The agreement also includes a multi-year first-look TV deal between Lionsgate Television and Spyglass.
Financial terms were not disclosed.
Spyglass’ private-equity firm owner, Lantern Capital Group, which acquired the Weinstein Co.’s film and TV library three years ago in a bankruptcy auction, will retain the rights to about 70 titles.
Lionsgate’s newly acquired content assets include feature films from the “Scream” and “Hellraiser” franchises, Quentin Tarantino titles, “Fruitvale Station,” “The King’s Speech,” “Silver Linings Playbook,” “Lee Daniels’ The Butler” and “Paddington.”

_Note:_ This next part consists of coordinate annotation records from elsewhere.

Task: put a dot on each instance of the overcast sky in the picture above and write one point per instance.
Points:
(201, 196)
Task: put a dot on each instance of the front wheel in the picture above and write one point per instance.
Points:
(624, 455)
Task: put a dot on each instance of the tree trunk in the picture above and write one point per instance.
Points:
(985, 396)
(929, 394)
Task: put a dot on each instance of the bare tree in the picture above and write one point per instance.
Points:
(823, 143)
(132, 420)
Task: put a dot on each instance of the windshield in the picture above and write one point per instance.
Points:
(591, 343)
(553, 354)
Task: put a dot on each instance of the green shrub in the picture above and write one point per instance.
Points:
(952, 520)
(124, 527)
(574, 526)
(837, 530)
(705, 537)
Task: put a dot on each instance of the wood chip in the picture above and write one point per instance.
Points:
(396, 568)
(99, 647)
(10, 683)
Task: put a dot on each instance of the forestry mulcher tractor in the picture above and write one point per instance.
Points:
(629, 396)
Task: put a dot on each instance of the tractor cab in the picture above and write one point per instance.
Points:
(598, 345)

The films will join its existing library of 17,000 movie and TV titles, already expanded through deals with Artisan, Trimark and Summit Entertainment.
The library, along with an original content push, are key to Lionsgate’s strategy to build Starz into a “B-tier,” add-on streaming service, as described by Starz CEO Jeff Hirsch at a Morgan Stanley conference in March.
Starz, which costs $8.99 per month in the U.S., had a combined cable and streaming audience of about 27 million (more than half from streaming) as of February, and is shooting to reach 60 million combined (most from streaming) by 2025, Hirsch reported.
Ultimately, Starz aims to draw about 20% to 40% of the 200 million to 300 million that “A-tier” services attract, he said.